Showing posts with label poetry. Show all posts
Showing posts with label poetry. Show all posts

Friday, 4 January 2013

in winter, everything sleeps


Tap. Tap. Tap. My foot. The water. There are expectations.
I cannot move from the couch. The window creaks in the winter ice.

There is movement where I am not moving.
Wake up wake up wake up. A river caked in its own weight.

Heat through the gas makes the metal expand. It pops.
I close my eyes tighter and hug my arms around my breasts.

By now the trees are asleep, life support limited to slow supply.
If I breathe slowly, I can feel all three feet of snow on my chest.

There are grey streaks in the black and the white on the ground looks less.
I turn on every light I pass by on the way to the bedroom.  

Sunday, 16 December 2012

human geography


Tectonic plates
the tremor, the residual
heat the struggle of two
wanting to move.

Where will they take us, she thinks
there is only so much room to move
so much water to displace and cities
to sink, where will we go and will it stop?
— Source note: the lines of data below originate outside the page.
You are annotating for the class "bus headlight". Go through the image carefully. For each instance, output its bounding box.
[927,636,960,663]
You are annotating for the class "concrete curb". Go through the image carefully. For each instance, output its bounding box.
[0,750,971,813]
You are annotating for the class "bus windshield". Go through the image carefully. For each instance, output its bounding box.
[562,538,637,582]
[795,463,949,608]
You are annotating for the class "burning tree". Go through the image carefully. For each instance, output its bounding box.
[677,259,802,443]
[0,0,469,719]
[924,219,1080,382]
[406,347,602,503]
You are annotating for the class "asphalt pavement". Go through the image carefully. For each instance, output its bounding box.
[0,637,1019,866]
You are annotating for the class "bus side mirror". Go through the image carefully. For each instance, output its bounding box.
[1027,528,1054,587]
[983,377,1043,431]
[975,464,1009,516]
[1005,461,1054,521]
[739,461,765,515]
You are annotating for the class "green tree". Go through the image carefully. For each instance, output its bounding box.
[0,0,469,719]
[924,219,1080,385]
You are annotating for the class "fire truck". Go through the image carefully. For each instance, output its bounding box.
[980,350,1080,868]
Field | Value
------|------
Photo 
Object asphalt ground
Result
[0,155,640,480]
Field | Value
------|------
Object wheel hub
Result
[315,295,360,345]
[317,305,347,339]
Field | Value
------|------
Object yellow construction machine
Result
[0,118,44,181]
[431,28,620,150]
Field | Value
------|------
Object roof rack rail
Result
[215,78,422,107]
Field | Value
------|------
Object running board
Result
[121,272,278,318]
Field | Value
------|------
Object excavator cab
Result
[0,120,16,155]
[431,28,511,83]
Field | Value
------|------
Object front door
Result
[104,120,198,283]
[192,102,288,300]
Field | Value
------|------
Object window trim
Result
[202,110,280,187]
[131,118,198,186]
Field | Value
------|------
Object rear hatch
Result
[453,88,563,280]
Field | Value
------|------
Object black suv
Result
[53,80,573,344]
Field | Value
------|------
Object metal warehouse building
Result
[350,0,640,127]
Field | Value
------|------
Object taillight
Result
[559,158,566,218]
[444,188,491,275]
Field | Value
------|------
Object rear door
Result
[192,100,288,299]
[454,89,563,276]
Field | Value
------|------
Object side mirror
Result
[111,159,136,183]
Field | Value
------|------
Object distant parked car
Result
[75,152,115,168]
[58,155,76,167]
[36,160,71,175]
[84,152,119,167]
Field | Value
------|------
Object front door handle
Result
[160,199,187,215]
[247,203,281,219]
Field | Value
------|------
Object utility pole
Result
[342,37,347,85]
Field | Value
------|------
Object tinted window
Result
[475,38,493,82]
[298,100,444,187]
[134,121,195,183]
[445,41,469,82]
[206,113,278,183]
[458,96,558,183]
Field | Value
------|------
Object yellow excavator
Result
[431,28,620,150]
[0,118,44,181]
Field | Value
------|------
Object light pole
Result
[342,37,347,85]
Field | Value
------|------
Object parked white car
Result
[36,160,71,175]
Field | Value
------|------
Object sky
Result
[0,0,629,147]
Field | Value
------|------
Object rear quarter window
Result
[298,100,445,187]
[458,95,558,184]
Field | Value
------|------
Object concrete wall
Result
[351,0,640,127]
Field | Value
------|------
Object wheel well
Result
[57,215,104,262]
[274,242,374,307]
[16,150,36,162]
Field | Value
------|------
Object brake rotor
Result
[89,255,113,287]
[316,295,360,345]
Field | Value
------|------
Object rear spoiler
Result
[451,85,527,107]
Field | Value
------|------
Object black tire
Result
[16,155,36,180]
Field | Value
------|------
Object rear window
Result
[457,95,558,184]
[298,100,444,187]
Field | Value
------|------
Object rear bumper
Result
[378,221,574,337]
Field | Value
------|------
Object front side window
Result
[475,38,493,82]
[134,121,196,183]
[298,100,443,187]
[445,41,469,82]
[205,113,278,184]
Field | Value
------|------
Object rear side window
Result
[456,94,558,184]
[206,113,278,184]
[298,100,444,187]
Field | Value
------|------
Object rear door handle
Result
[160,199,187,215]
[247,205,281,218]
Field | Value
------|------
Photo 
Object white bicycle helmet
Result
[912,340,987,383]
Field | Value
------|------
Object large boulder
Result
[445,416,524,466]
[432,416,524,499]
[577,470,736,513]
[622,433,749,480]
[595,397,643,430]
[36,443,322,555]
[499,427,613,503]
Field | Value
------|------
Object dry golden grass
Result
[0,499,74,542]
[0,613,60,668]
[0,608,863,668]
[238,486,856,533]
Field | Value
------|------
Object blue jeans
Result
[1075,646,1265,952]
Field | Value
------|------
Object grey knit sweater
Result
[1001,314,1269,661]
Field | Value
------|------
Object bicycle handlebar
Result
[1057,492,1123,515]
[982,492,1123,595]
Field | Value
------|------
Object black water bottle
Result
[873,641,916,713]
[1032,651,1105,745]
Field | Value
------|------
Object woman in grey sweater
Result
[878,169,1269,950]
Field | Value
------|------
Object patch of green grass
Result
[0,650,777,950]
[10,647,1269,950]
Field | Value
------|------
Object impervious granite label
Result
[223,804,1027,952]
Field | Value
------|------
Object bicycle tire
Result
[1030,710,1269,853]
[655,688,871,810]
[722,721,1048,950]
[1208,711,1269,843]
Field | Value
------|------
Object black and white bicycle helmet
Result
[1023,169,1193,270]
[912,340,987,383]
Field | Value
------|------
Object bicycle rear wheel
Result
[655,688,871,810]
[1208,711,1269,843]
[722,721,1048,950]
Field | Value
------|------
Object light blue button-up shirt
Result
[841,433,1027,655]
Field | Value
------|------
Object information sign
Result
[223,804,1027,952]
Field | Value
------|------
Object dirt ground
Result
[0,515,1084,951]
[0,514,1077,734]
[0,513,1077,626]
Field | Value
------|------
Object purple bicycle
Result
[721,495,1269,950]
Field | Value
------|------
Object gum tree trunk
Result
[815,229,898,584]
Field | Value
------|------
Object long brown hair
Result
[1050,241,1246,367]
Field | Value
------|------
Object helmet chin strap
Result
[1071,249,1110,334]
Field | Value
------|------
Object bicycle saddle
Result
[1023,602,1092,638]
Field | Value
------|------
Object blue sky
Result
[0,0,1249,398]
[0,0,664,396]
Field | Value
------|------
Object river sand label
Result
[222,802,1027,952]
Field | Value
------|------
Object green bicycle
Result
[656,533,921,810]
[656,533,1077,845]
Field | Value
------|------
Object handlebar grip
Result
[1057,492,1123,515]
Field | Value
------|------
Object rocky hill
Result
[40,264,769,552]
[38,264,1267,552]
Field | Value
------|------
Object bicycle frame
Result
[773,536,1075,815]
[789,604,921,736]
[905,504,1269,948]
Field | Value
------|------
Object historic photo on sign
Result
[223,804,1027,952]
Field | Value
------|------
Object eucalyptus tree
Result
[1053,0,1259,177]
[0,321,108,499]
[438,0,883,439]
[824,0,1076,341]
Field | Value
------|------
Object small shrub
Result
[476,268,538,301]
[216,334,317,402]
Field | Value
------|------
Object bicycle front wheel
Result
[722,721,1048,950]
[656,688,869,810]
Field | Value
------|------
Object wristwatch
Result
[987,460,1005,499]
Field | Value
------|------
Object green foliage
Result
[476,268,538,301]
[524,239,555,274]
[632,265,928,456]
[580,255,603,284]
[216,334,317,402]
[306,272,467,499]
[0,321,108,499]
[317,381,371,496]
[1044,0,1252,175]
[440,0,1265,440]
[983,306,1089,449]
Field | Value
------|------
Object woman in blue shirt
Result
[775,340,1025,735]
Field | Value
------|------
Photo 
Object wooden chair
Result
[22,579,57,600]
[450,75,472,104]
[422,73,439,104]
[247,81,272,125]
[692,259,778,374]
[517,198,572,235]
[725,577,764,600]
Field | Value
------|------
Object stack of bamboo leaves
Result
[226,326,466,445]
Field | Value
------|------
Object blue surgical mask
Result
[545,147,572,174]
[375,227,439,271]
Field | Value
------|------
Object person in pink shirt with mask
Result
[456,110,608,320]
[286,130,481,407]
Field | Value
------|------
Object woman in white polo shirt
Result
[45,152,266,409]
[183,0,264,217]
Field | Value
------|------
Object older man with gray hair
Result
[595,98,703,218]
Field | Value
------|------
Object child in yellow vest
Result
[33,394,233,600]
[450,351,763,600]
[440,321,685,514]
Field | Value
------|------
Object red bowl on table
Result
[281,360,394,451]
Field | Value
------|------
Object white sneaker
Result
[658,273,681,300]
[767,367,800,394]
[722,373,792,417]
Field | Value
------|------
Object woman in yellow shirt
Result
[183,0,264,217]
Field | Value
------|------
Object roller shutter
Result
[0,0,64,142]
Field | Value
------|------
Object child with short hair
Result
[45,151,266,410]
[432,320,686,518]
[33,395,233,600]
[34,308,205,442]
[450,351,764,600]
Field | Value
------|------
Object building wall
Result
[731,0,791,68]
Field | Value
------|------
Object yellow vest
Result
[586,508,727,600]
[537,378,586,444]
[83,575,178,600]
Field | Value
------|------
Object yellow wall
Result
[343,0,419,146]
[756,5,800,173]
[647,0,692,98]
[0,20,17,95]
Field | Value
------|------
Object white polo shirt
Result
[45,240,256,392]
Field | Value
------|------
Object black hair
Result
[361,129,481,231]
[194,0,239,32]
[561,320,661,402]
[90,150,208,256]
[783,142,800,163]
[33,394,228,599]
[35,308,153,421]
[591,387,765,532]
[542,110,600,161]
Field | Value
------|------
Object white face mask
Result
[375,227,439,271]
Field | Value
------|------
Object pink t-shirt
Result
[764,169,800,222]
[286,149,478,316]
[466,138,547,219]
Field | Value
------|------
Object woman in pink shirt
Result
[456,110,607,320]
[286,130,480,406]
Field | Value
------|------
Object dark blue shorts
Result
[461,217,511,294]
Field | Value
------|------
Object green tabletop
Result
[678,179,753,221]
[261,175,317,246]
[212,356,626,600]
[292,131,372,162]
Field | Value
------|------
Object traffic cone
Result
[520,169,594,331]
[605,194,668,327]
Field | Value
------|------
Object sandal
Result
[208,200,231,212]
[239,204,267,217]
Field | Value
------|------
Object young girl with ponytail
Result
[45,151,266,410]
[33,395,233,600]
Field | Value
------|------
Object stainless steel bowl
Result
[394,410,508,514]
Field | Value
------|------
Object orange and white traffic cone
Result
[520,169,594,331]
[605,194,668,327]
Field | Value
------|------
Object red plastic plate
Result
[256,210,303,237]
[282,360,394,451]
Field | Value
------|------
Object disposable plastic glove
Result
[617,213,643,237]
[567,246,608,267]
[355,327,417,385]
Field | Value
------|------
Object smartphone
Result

She presses her hand to the floor
in the apartment in the small living room
and imagines she can feel the heat from below
the neighbours breathing, cycling oxygen and carbon dioxide
the blood and mineral stores
just like the core of the earth
small flecks of iron propelling blood
to trap oxygen to push carbon to ensure that breath
continues; that a hand might be warm to the touch
or a cheek, her cheek, as she places it against the wood
floors, listening to hear someone breathe down below

When they make love, she can hear them
bodies grinding against bodies, bones
hot under the pressure, the tremor of
everything that has come before and she thinks
it’s the weight of history that pushes the plates
so they are both loving and wearing away at
the core of what keeps this whole thing together
the whole hot heart of the earth in there
keeping everything together, just waiting
for the day when it can finally let go
let all the plates slide home and all the cities sink,
taking all the lovers with them, a new sea
of oxygen and carbon, the way bones in the ground
keep giving long after extinction. 

Thursday, 29 November 2012

as it comes

this great silence of morning is what i cherish the most, the softening of the sky, the ease with which light fulfills expectation, the closest to silence i can get. and though i love the night, we are often at odds. there are many shadows and when the windows are darkened with the exhaustion of having taken so many steps, it makes me worry and i get tired and i get static; i can hardly move. but in the morning there is still a chance, you can see it in the dawning lights of all the other apartments in the back alley - the first cup of coffee being brewed in my kitchen is another first cup of coffee in the kitchen down below across the alley. i can't see the sunrise from my kitchen but i can see the aftermath, the long-reaching streaks of pink and diluted purples; even the chill in the sky is nothing but residue, a calmness to jump from. if i said i wanted to stay here forever, i would be lying because it would turn, as all things do, and the hours come regardless of movement. the earth keeps on spinning so that everything moves, even if i stay still, even if i hold my breath. but i appreciate the mornings, for the idea that all things can be good.